It’s a funny old business this writing lark.

Indeed it is, and certainly not one to be taken too seriously.

Charlaine Harris, she of the True Blood novels, had it right yesterday on Radio 4 when she hooted with laughter and seemed to enjoy a certain heresy where the shanty-town misery and almost religious self-flagellation inflicted on their own  creative psyches by some authors, are concerned.

R4 has been running these programmes about authorial endeavour of the fictional variety. There are those who believe a bout of depression is a necessity for words on paper, those who view fancy ‘inspiration’ as the only path to literary redemption and those who sound just plain suicidal (and I always thought poets to be the aristocracy of zero optimism!) .

A rare old mix, you must admit.

For myself, a story-teller who has never suffered ‘the dunnest smoke of hell’ (Macbeth, before the plagiarism cowboys start!) where clinical depression is concerned and indeed has never required ‘inspiration’ to turn out the odd yarn (God help me if I did, I probably wouldn’t write one word!), writing is just a self-indulgent business with a good few lumps of  humour thrown in for good measure.

I’ve met a few writers along the way, and damn they can be dreary sorts, not all of course. Intense and full of self-important zeal and steam, some of ’em. Not the sort you would want to chase after Parisian harlots and rivers of pastis in Paris with, and that’s a fact.

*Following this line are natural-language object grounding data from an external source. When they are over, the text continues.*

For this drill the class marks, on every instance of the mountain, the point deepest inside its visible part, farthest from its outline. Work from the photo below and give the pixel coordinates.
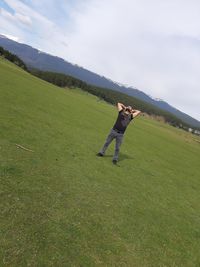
(43, 61)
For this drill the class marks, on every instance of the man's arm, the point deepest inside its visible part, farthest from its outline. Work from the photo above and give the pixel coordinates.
(135, 113)
(120, 106)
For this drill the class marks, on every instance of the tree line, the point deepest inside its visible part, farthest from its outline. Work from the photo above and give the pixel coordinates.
(109, 96)
(13, 58)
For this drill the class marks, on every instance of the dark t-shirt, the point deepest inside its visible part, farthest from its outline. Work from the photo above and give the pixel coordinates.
(122, 121)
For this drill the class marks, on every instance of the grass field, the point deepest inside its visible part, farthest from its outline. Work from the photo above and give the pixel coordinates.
(60, 205)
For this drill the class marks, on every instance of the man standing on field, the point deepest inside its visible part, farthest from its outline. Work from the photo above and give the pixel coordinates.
(125, 115)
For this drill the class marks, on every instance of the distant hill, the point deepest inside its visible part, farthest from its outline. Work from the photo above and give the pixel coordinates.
(43, 61)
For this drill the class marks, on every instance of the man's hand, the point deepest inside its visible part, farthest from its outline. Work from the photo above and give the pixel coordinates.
(120, 106)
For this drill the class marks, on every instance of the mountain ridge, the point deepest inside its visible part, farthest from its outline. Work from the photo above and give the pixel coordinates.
(39, 59)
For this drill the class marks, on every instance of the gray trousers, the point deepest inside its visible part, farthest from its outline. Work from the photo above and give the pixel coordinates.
(118, 137)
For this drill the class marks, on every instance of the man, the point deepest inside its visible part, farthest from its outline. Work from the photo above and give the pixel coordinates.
(125, 115)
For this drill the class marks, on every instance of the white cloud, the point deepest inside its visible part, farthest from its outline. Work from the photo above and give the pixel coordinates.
(152, 45)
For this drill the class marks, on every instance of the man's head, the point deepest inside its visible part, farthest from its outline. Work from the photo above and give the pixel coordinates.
(128, 109)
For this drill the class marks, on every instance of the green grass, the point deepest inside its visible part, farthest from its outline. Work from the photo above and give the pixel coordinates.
(63, 206)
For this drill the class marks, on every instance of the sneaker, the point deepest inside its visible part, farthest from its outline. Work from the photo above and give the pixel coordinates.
(114, 161)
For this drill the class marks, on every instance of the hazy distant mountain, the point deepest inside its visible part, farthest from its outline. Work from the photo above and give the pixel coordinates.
(37, 59)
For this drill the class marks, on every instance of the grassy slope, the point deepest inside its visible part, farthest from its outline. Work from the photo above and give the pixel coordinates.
(62, 206)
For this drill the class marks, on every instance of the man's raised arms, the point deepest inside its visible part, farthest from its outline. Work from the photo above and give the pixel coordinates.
(135, 112)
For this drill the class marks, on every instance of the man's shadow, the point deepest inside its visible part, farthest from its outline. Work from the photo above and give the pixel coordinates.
(122, 156)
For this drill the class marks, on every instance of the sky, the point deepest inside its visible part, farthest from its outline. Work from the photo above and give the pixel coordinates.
(152, 45)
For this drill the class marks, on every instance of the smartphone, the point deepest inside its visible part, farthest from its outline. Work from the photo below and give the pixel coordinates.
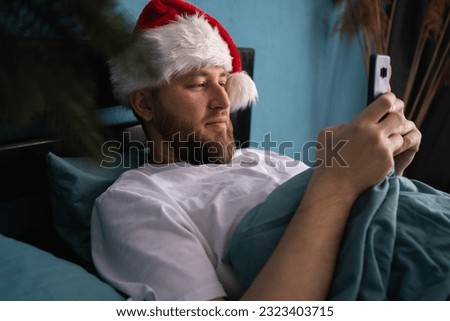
(379, 76)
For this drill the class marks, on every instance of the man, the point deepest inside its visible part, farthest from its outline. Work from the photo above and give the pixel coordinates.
(160, 232)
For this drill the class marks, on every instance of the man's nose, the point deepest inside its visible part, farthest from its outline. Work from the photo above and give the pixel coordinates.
(219, 97)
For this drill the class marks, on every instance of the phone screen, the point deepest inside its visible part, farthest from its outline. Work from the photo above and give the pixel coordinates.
(379, 76)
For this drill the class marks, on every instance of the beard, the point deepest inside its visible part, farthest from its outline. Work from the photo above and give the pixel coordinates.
(191, 145)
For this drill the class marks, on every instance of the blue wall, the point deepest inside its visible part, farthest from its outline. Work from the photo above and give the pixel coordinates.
(308, 78)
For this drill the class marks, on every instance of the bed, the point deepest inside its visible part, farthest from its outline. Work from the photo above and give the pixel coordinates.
(46, 199)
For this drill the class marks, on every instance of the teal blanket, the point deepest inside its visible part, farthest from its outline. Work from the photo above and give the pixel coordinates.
(396, 245)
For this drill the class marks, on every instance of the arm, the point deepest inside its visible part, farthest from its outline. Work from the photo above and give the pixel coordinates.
(302, 265)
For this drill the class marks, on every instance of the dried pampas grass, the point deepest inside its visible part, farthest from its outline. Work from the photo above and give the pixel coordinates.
(371, 22)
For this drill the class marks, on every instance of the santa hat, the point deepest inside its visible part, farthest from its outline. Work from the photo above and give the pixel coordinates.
(175, 37)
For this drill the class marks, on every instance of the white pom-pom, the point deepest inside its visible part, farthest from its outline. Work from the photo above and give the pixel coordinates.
(241, 90)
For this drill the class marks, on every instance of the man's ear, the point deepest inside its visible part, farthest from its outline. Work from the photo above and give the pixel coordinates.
(141, 102)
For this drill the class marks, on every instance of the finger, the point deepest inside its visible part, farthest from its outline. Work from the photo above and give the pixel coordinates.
(379, 108)
(411, 142)
(395, 142)
(394, 123)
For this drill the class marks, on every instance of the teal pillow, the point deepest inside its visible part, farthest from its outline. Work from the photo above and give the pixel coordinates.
(74, 184)
(28, 273)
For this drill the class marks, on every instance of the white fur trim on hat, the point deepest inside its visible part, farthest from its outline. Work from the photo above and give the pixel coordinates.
(242, 90)
(176, 48)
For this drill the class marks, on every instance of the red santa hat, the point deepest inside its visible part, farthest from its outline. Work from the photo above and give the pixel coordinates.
(174, 38)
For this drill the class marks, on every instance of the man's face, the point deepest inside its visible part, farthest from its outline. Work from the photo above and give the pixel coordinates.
(192, 114)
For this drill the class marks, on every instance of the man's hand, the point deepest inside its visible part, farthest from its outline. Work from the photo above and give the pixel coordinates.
(411, 142)
(378, 139)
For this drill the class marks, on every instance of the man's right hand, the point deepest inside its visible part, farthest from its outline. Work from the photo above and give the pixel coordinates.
(372, 139)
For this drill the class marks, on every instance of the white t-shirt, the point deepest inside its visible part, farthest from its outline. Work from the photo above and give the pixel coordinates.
(160, 232)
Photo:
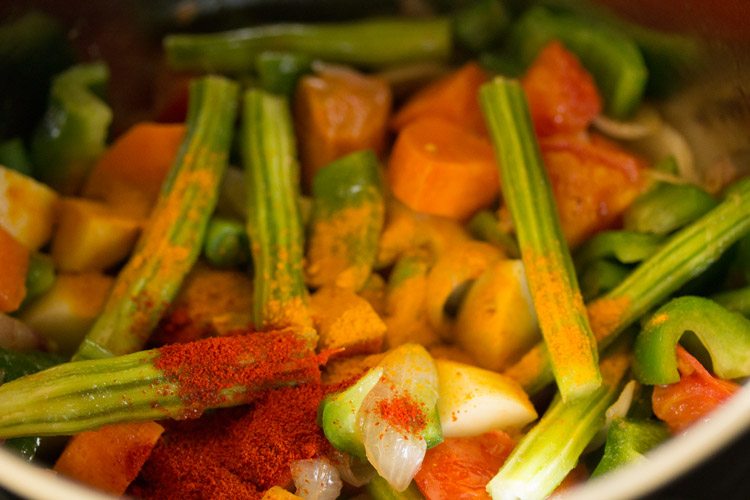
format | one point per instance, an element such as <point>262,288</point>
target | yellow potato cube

I didn’t get into the scribbling game until I was fifty –  following a bout of my very own unique egotistical insanity –  so I had already done a good bit of living both good and bad. I hadn’t been intoxicated with futile ‘Creative Writing Course’ intellectual upheaval and neither had I any pre-conceptions about how to write the most perfect and extraordinarily intelligent novel – just as well!

I just got on with it.

I haven’t read any fiction for some twenty years by the way, which may be of interest to all you students aspiring to be the next Hemingway,mind you look what happened to him? I read an inordinate amount but non-fiction only, mostly history and politics.

And here’s the thing: I don’t write to hurt myself, I don’t write to impress and I don’t write to expose all my idiot neuroses, but I do write to have some fun now and again and hopefully bring some enjoyment to the odd reader or two.

I just don’t take it all too seriously, frankly it just isn’t worth it.

I enjoy a full and jolly life outside the closed and unnatural world of a computer screen and guess what? 

I only know one writer, I really can’t imagine why?


PS I have a new novel out next April and there’s another one in the pot but I know one thing, as soon as it all starts to become a ‘real’ job then that’s it. I’m off.